Дождь, вне сомнения, уже занял дальние селения пятого часа и теперь был на подходе — к четвертому часу. Здесь экзорцист, тс-с! — глядя в окно, констатировал Мотыльков всем, кто на него смотрит. Изгнание бесов из тех, кто увиливает от работы, или по всем фронтам, что — одно. Изгнанные же ищут приюта и вселяются в эти свиньи-тучи. И путают не муфту с вилкой, но бездну и бездну… и бросаются тучами в бездну неба, и плодятся и множатся…

— Вадя, жрешь глазами телефон, будто тебе не хватило комплексного обеда с кактусом тушенкой. Закрой-ка служебное окно.

— Мотыльков сегодня как раскаленный штырь, — заметила коллега Наталья… — Как окно, вид в котором давно обглодали, но никто не догадается унести.

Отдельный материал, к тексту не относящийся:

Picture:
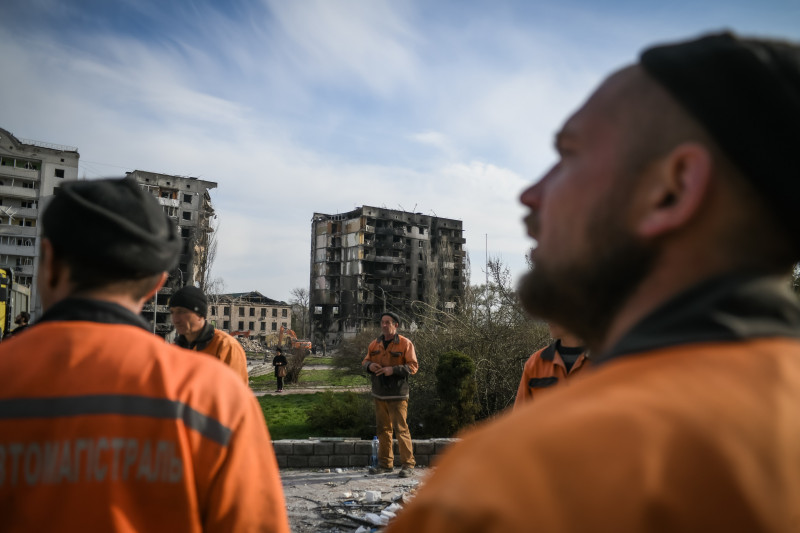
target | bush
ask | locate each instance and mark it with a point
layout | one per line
(456, 388)
(347, 414)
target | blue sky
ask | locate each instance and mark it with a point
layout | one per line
(303, 106)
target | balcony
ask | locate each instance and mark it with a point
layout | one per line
(16, 191)
(23, 270)
(169, 202)
(17, 231)
(25, 251)
(16, 172)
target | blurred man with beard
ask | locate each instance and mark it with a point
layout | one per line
(681, 174)
(563, 359)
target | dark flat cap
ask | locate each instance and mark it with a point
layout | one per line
(746, 93)
(113, 224)
(191, 298)
(391, 315)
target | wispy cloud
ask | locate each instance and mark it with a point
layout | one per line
(303, 106)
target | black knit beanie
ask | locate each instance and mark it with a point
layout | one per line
(113, 226)
(191, 298)
(746, 93)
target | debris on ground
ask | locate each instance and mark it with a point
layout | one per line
(345, 500)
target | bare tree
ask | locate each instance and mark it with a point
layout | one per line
(299, 303)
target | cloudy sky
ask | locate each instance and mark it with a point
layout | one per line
(444, 107)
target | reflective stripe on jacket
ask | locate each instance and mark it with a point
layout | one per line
(104, 427)
(543, 370)
(402, 357)
(221, 345)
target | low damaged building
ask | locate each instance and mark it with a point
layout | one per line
(373, 259)
(187, 201)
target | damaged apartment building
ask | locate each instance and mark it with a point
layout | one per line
(187, 202)
(30, 173)
(372, 259)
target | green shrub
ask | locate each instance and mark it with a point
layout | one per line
(347, 414)
(456, 389)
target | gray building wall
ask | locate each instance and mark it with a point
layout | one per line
(373, 259)
(29, 173)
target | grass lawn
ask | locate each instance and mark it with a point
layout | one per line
(286, 415)
(313, 378)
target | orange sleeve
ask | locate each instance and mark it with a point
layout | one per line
(524, 394)
(232, 354)
(246, 493)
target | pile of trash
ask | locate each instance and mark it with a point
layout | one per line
(345, 500)
(368, 509)
(251, 345)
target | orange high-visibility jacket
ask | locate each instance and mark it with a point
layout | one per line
(105, 427)
(543, 370)
(222, 346)
(700, 434)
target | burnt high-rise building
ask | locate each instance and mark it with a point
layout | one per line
(373, 259)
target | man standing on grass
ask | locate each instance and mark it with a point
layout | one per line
(390, 360)
(672, 263)
(188, 308)
(553, 364)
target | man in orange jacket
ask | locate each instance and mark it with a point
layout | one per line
(390, 359)
(551, 365)
(188, 308)
(672, 264)
(103, 426)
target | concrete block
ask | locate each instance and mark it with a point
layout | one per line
(323, 448)
(442, 444)
(362, 447)
(282, 447)
(358, 460)
(303, 448)
(425, 447)
(339, 460)
(344, 448)
(298, 461)
(318, 461)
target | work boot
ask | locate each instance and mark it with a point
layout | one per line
(406, 471)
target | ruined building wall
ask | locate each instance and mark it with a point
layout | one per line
(372, 259)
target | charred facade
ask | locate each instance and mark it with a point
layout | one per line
(372, 260)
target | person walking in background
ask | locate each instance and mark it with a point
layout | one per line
(103, 426)
(551, 365)
(188, 308)
(673, 265)
(390, 359)
(281, 366)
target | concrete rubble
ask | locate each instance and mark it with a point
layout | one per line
(338, 500)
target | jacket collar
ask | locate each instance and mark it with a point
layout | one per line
(202, 340)
(734, 307)
(90, 310)
(549, 353)
(395, 340)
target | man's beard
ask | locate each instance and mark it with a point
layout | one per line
(586, 295)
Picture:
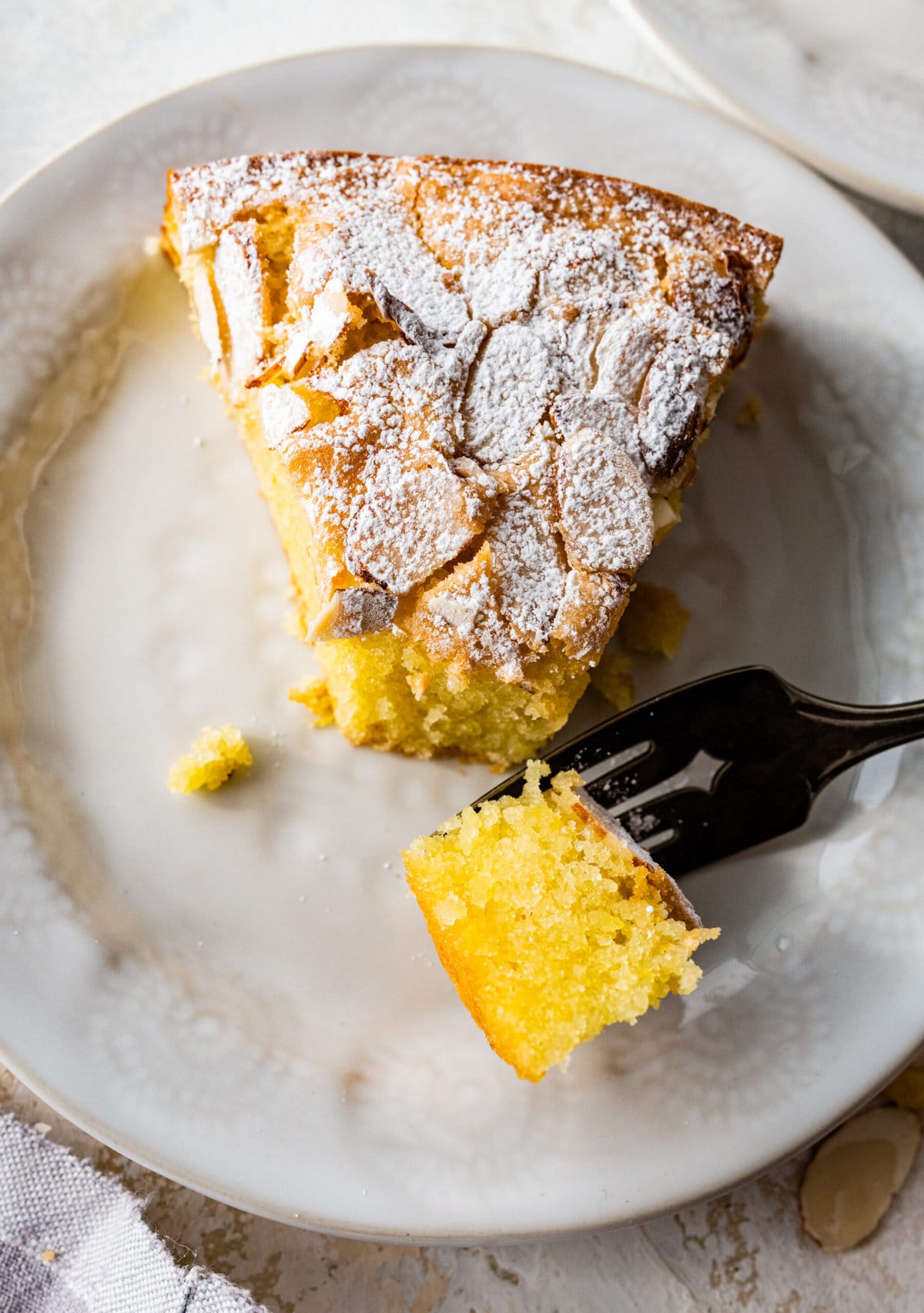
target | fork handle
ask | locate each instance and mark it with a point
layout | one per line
(840, 735)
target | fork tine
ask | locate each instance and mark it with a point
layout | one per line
(644, 772)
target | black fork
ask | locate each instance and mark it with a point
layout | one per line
(730, 761)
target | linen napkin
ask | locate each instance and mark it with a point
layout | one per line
(74, 1241)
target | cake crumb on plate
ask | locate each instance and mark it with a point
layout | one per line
(212, 759)
(654, 621)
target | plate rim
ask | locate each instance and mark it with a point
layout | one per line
(721, 99)
(260, 1207)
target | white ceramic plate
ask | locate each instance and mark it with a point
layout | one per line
(238, 989)
(842, 83)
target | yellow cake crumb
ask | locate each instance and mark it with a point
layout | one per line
(613, 679)
(654, 621)
(549, 923)
(751, 414)
(213, 759)
(315, 695)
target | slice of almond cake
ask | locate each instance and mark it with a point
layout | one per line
(473, 393)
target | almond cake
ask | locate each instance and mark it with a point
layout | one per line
(473, 393)
(551, 921)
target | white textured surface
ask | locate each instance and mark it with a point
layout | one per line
(743, 1251)
(840, 84)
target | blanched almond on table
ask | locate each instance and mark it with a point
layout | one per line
(604, 507)
(855, 1175)
(907, 1089)
(242, 283)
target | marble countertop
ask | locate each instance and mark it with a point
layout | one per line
(71, 66)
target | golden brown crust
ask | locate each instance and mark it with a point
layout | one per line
(466, 368)
(715, 229)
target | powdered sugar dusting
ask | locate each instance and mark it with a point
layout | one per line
(514, 360)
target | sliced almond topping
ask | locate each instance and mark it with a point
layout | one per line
(715, 292)
(511, 385)
(588, 612)
(240, 279)
(671, 410)
(855, 1175)
(206, 317)
(604, 507)
(528, 569)
(624, 357)
(283, 413)
(408, 320)
(350, 612)
(413, 516)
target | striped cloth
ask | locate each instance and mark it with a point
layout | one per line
(74, 1241)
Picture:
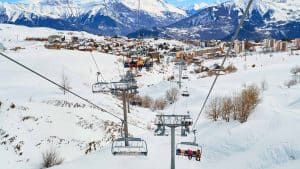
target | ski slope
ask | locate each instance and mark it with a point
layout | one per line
(268, 140)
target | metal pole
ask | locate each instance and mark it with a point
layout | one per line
(180, 73)
(125, 118)
(172, 147)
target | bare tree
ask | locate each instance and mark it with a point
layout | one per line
(65, 83)
(227, 108)
(172, 95)
(249, 98)
(290, 83)
(159, 104)
(147, 101)
(295, 70)
(213, 110)
(51, 158)
(264, 85)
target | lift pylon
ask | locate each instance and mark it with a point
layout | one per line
(173, 121)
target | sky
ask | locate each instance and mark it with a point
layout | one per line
(174, 2)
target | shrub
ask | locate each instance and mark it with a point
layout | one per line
(226, 108)
(197, 70)
(51, 158)
(172, 95)
(239, 107)
(249, 98)
(147, 101)
(159, 104)
(230, 68)
(295, 70)
(264, 85)
(214, 109)
(290, 83)
(12, 106)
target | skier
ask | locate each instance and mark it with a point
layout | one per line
(198, 155)
(190, 154)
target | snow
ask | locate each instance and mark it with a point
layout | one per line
(282, 10)
(63, 8)
(156, 7)
(269, 139)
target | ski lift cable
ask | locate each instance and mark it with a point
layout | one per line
(94, 60)
(223, 62)
(60, 86)
(71, 92)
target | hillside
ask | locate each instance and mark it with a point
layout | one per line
(44, 118)
(267, 19)
(117, 17)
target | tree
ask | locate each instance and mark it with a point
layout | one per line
(227, 107)
(65, 83)
(172, 95)
(213, 110)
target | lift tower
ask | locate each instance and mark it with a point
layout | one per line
(173, 121)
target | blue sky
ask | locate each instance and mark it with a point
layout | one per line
(175, 2)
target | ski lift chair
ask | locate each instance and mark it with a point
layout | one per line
(185, 93)
(135, 147)
(100, 87)
(183, 147)
(185, 76)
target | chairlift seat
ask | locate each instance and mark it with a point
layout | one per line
(100, 87)
(185, 146)
(185, 77)
(185, 94)
(137, 146)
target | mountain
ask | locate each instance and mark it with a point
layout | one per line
(278, 19)
(110, 18)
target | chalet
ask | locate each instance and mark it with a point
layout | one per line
(56, 39)
(297, 43)
(239, 46)
(281, 46)
(2, 48)
(207, 52)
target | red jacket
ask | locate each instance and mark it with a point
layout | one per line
(190, 152)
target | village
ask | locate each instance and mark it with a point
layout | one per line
(140, 52)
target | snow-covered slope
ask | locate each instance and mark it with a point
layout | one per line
(267, 19)
(41, 119)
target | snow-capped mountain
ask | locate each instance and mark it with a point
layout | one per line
(267, 18)
(104, 17)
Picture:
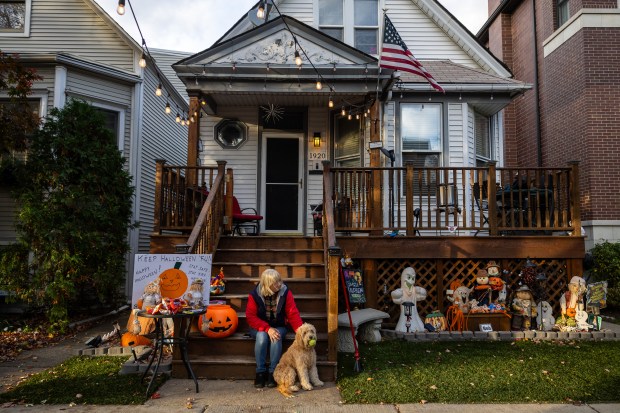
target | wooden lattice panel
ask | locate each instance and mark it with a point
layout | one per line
(436, 276)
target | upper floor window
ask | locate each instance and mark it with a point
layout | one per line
(355, 22)
(562, 12)
(14, 17)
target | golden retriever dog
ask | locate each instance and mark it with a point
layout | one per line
(299, 361)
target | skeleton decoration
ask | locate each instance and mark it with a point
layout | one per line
(407, 296)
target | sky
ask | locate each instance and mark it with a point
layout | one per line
(193, 26)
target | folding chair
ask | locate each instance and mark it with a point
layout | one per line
(481, 196)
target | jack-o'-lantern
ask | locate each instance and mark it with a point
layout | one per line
(131, 340)
(173, 282)
(219, 321)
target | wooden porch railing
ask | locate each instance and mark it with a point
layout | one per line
(180, 193)
(431, 201)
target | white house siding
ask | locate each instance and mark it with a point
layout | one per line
(422, 36)
(161, 138)
(318, 120)
(243, 160)
(71, 26)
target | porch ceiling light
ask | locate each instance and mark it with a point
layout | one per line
(121, 7)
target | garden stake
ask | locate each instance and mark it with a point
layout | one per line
(357, 367)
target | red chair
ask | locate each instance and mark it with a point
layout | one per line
(246, 221)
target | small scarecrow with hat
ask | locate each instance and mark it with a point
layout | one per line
(523, 309)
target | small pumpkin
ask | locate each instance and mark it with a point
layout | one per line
(173, 282)
(131, 340)
(219, 321)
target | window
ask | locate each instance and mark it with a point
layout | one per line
(482, 138)
(14, 17)
(420, 133)
(347, 148)
(331, 21)
(366, 22)
(562, 12)
(355, 22)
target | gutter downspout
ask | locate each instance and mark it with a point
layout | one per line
(536, 91)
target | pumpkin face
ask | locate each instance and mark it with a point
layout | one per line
(132, 340)
(173, 282)
(223, 321)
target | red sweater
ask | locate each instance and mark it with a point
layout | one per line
(291, 314)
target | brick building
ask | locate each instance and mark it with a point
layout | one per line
(569, 50)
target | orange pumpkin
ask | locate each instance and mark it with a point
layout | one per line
(223, 321)
(131, 340)
(173, 282)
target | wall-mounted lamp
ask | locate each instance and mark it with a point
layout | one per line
(317, 139)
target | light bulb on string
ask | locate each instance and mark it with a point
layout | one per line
(142, 62)
(121, 7)
(297, 58)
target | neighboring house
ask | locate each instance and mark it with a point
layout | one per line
(82, 53)
(568, 49)
(263, 112)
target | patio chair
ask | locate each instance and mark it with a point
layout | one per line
(481, 196)
(241, 219)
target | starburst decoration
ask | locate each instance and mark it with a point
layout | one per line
(273, 113)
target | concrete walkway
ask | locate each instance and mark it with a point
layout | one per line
(228, 396)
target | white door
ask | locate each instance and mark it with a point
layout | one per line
(283, 183)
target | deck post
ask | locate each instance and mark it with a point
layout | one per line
(409, 199)
(159, 174)
(492, 196)
(229, 194)
(575, 199)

В окнах уже стучал копытцами и петушился дождь, клевал зонты, хлопал чужими крыльями, трусливо наскакивал на спины проходящих и рассыпался на перья.

— В субботу послала Сидорова с помойным ведром, назад — еле дышит, вопит: «Вынимай двадцатник!» — рассказывала коллега Анна. — И, сочный от счастья, тащит в дом цветную фотобумагу на два червонца. Тогда я купила себе белье на двадцать рублей. Тогда Сидоров выклянчил из моей грядущей зарплаты еще червонец на реактивы. А я зашла к соседке, заняла червонец и взяла шелк на платье…

Прибыл из служебных скитаний коллега Раков, он же — названный брат Мотылькова Вовенарий. Рука коллеги и брата взлетала вверх, и привет ращеплял пальцы на две октавы… Неаккуратно близка пятерне мясника, заметил Мотыльков всем, кто на него смотрит. Скажи мне, чем полнятся руки брата, сыплются ли с них розы и бабочки, изумрудные и червонные профили государства или стружка, вечно мокрые окурки и вечно живые алые капли… Потому что, следя заземленного Вовенария, по граду небесному шел закат, и горние воды, низвергаясь в дол, вступили в алое и багровое… И вошедший из вод был пунцов и рыж, и волосы его были — ливень, а также и борода его была ливень, и формы шаровидны и обтекаемы, обтекая на пол рдяными лужами. Чтоб лишить такого силы, заметил Мотыльков себе и тем, кто на него смотрит, придется отстричь и ручьи, и реки, и все выходы к морю и океану.

— У меня не прогул, у меня задержка! — трубил и хохотал шаровидный, обтекающий и каплющий красное. — Здравствуйте, девочки! — и чмокал топкой губой. — Что, Мотыль, наконец, доставил свой каркас, свои квелые и нежевабельные оглодки? Идем, козя-бодя, к дыму, и я тебя нашпигую.